Entre 2002 et 2011, des avancées importantes ont lieu au Venezuela en matière de droit au logement, surtout dans le domaine juridique. «Mais c’est en 2011, avec le lancement de la Gran Misión Vivienda Venezuela qu’un énorme saut qualitatif et quantitatif se produit dans la matérialisation du droit humain à un logement digne», souligne le Mouvement des habitant-e-s dans un document de 2015 destiné au comité des droits économiques, sociaux et culturels de l’ONU. C’est à cette période qu’Amatina reçoit un terrain dans la paroisse civile d’Antímano, situé dans la Municipalité Libertador de Caracas. «L’entreprise alimentaire Polar n’utilisait pas ce grand terrain laissé à l’abandon. Elle a été expropriée et le gouvernement nous l’a cédé, à nous qui n’avions pas de logement», précise Renny. C’est l’Etat qui met également à disposition tous les matériaux nécessaires comme le ciment et l’acier, mais aussi les machines de construction. Les familles se réunissent en assemblée toutes les semaines et gèrent ces ressources de manière collective.

Boulangeries populaires

A l’entrée du quartier se trouve une boulangerie CLAP (Comités locaux d’approvisionnement et de production) où travaille la mère de Renny. Une centaine de ces boulangeries populaires ont été créées en 2017 pour faire face aux gros distributeurs de farine subventionnée, qui font augmenter artificiellement les prix. «Quand le blocus a commencé, c’était très difficile», nous confie-t-elle.

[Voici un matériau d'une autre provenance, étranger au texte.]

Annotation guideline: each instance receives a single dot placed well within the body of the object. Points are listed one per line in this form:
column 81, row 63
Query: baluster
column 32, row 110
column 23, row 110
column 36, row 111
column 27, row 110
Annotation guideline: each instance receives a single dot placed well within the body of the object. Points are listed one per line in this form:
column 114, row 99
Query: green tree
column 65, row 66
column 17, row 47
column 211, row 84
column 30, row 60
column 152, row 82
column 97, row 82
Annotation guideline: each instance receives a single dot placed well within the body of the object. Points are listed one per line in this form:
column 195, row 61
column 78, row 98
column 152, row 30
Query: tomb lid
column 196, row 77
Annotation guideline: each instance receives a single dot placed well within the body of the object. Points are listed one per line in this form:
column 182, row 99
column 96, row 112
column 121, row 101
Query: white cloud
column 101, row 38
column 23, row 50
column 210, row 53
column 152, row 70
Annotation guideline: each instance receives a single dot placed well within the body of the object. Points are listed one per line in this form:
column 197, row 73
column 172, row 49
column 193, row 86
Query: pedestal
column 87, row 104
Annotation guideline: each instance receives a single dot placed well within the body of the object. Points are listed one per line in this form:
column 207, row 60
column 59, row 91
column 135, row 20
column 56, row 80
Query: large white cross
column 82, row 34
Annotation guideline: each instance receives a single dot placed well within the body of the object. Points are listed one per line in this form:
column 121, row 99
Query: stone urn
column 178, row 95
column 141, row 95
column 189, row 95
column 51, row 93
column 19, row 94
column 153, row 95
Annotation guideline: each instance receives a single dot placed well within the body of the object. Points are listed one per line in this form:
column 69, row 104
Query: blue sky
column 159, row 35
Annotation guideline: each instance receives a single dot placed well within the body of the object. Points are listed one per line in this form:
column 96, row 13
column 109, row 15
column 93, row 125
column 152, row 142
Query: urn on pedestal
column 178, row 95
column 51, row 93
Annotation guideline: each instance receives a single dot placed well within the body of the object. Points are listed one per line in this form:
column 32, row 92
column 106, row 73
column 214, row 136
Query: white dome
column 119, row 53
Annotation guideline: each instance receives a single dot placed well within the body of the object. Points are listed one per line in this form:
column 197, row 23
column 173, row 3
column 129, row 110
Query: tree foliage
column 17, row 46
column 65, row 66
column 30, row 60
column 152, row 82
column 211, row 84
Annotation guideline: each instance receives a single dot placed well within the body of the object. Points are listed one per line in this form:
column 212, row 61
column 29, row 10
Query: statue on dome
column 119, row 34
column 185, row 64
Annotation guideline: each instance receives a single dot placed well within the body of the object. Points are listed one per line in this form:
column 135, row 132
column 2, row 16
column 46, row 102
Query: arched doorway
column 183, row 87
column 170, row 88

«On ne trouvait pas de pain tous les jours». Ici, des habitantes du quartier reçoivent la farine directement du gouvernement. Elles produisent et vendent le pain aux membres de la communauté, une proximité qui permet de garder le contrôle sur cet aliment indispensable. Dehors, dans la cour, les enfants jouent. Les travaux ne sont pas encore terminés, mais la plupart des familles a déjà pu emménager. Renny sourit: «Ici, on travaille au rythme du peuple. De plus, il est difficile de se procurer les matériaux nécessaires à cause de la guerre économique. Mais nous touchons bientôt au but.»

Nous rencontrons un groupe de femmes du quartier. Pour construire ces immeubles, elles ont appris à conduire des machines de chantier, à faire toutes sortes de travaux pénibles. On sent une grande fierté. Quand nous leur demandons quel a été leur rôle dans la prise de décisions, l’une d’entre elle rit et nous montrent les balcons. «Vous voyez? Les hommes voulaient que le balcon soit devant le salon, pour pouvoir rester sur le canapé et sortir sans trop marcher! Mais nous, qui passons beaucoup de temps à faire à manger pour la famille, on s’est battues pour qu’il y ait un balcon à la cuisine!» Résultat: les balcons s’étendent sur toute la longueur des immeubles. Ce sont cen genre de choses, concrètes, de la vie quotidienne, qui se discutent entre tous lors des assemblées. Une nouvelle forme de démocratie et de gestion collective prend forme dans ce projet innovateur. Amatina? Un quartier où les habitants deviennent les protagonistes de leur histoire.

 

Résistance à Washington

Depuis plus d’un mois, des activistes pacifistes opposés à l’ingérence étatsunienne au Venezuela se mobilisent devant l’ambassade de ce pays à Washington pour empêcher les «ambassadeurs» de l’autoproclamé président Juan Guaidó de prendre possession des locaux. Certains d’entre eux se sont installés dans l’ambassade, soutenus dans leur action par le gouvernement vénézuélien. La police leur a coupé l’électricité, l’eau et tout accès à de la nourriture. Lundi, plusieurs vidéos circulaient sur les réseaux sociaux montrant des policiers essayant d’entrer dans le bâtiment, ce que les activistes ont qualifié de violation de l’article 22 de la Convention de Vienne (inviolabilité des locaux de la mission). Le fondateur du groupe Pink Floyd Roger Waters a publié une vidéo de soutien aux activistes.